Dossier Spécial

Assurance: La compétition fait évoluer le marché

Par Jean Modeste KOUAME | Edition N°:5164 Le 08/12/2017 | Partager
La concurrence de plus en plus forte entre compagnies
La tarification de l’emprunteur varie entre 0,28 et 0,46%

L’achat d’un bien immobilier à crédit est un moment décisif pour s’interroger sur la relation avec sa banque. La souscription d’un crédit immobilier scelle une relation qui peut s’étendre sur 15, 20, voire 25 ans. L’acquisition d’un logement constitue de ce fait un gros investissement, qui nécessite une attention toute particulière sur la qualité de la relation, mais aussi sur la moindre économie à réaliser sur le coût de financement. En effet, une banque qui demande 0,45% d’assurance emprunteur pour un crédit est moins compétitive qu’une autre qui ne demande que 0,30%.

De gros enjeux se profilent sur la rubrique assurance emprunteur, du fait d’une forte concurrence sur le marché du crédit immobilier. Des pistes d’amélioration émergent au profit de la clientèle. Mais elles profitent en premier aux meilleurs dossiers. Concrètement, la rubrique représente environ 10% du coût global d’un crédit.

«Actuellement, les taux sur le marché vont de 0,28 à 0,46%», précise  Yassine Lahlou, directeur général de Meilleurtaux.ma. Et d’ajouter : «Lorsque les clients acceptent timidement ce que leur propose la banque, cela va à l’avantage de l’organisme financier. Par contre, lorsque le client réclame une offre plus compétitive, la banque est quelque part contrainte à lâcher du lest». En somme, la compétition conjuguée à la demande de la clientèle fait évoluer la maturité du marché.

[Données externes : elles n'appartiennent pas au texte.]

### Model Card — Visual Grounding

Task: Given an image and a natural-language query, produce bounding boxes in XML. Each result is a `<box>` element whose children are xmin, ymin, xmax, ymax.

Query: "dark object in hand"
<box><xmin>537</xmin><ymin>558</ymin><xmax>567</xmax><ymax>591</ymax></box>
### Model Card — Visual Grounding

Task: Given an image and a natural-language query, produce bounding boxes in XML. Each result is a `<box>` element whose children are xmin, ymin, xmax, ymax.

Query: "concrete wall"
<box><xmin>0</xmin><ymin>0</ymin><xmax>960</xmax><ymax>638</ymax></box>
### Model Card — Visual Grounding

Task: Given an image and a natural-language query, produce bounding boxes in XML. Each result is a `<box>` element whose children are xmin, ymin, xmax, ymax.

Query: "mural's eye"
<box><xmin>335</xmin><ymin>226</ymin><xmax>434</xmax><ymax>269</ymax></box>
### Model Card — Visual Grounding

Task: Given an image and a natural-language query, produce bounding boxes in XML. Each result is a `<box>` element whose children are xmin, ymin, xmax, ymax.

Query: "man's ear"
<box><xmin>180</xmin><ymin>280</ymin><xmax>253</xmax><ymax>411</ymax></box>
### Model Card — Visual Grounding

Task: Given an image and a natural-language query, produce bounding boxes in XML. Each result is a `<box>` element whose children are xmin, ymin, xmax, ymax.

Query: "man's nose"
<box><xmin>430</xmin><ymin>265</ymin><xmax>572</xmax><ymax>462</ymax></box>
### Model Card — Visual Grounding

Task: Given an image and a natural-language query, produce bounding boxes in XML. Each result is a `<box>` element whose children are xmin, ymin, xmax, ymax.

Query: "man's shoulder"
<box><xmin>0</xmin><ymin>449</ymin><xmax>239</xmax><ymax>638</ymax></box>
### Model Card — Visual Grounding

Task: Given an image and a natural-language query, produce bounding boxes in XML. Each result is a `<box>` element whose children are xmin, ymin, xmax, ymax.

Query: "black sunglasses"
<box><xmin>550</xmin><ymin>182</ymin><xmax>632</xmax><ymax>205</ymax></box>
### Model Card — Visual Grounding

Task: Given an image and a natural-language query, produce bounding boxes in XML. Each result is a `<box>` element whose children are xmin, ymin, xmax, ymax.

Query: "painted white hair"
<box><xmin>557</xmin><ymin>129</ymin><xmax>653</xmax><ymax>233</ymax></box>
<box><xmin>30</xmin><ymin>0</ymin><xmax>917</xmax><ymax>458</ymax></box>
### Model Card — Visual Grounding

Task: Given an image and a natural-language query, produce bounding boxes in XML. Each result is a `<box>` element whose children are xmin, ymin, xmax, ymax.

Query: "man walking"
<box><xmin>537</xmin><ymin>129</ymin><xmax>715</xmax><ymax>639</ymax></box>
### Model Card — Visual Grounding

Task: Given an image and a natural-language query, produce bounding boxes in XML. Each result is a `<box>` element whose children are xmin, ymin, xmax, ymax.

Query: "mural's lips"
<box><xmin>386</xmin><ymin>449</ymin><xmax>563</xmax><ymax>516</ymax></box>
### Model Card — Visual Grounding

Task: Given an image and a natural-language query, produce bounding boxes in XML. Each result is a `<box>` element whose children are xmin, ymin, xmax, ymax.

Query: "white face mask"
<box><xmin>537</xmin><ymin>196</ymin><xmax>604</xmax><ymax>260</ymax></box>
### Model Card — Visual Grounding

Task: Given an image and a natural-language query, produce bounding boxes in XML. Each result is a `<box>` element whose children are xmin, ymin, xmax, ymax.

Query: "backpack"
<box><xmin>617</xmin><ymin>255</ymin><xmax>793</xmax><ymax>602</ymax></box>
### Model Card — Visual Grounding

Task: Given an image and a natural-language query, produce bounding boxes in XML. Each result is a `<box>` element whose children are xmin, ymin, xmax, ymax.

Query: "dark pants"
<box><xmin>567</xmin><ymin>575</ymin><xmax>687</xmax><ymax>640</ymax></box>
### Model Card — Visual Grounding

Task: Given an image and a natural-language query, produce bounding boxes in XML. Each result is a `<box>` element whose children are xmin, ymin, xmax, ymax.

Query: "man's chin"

Comme toute entreprise commerciale, les banques font preuve d’une agressivité commerciale sans précédent pour gagner en parts de marché et en rentabilité. Comme l’enjeu est de capter le plus de business possible pour boucler l’année, la banque n’hésiterait pas à améliorer la compétitivité de son offre en ajustant ses taux.

«A mon sens, la banque la plus agressive en ce moment est Crédit du Maroc. Depuis 1 ou 2 ans, ils sont très agressifs sur leur marketing, les formules qu’ils proposent aux clients ou encore les taux. La banque affiche une assurance emprunteur d’environ 0,35%», explique le courtier.

Jeunes: Le cœur de cible

Sur le marché, la plupart des organismes financiers négocient un taux groupé avec une compagnie d’assurance, pour une clientèle hétéroclite (jeunes, personnes âgées, celles à la santé vulnérables, cadres…). Théoriquement, les personnes âgées et celles à santé fragile devraient payer plus, parce qu’elles sont exposées à plus de risques. Mais ce n’est pas  encore le cas actuellement chez certaines banques. «Il n’est pas normal que les banques procèdent ainsi. Au motif de faciliter le travail entre compagnies, de faciliter la gestion de l’assurance ou encore le discours commercial du banquier… », dénonce Ghali Chraïbi, DG de Cafpi. En effet, cela pénalise les jeunes. Pour cette cible, une banque qui fait la différence entre clients jeunes et moins jeunes est plus compétitive que celle qui impose un taux groupé ou uniforme. Plus encore, la banque qui demande le paiement de l’assurance d’un seul coup est moins compétitive que celle qui l’étale sur plusieurs mois ou qui demande un paiement sur le capital restant dû.o
C’est à ce niveau que le recours à un courtier peut faire la différence. En effet, les spécialistes jouent de leur poids pour négocier des contrats individuels, «pour que chacun paye l’assurance selon son profil».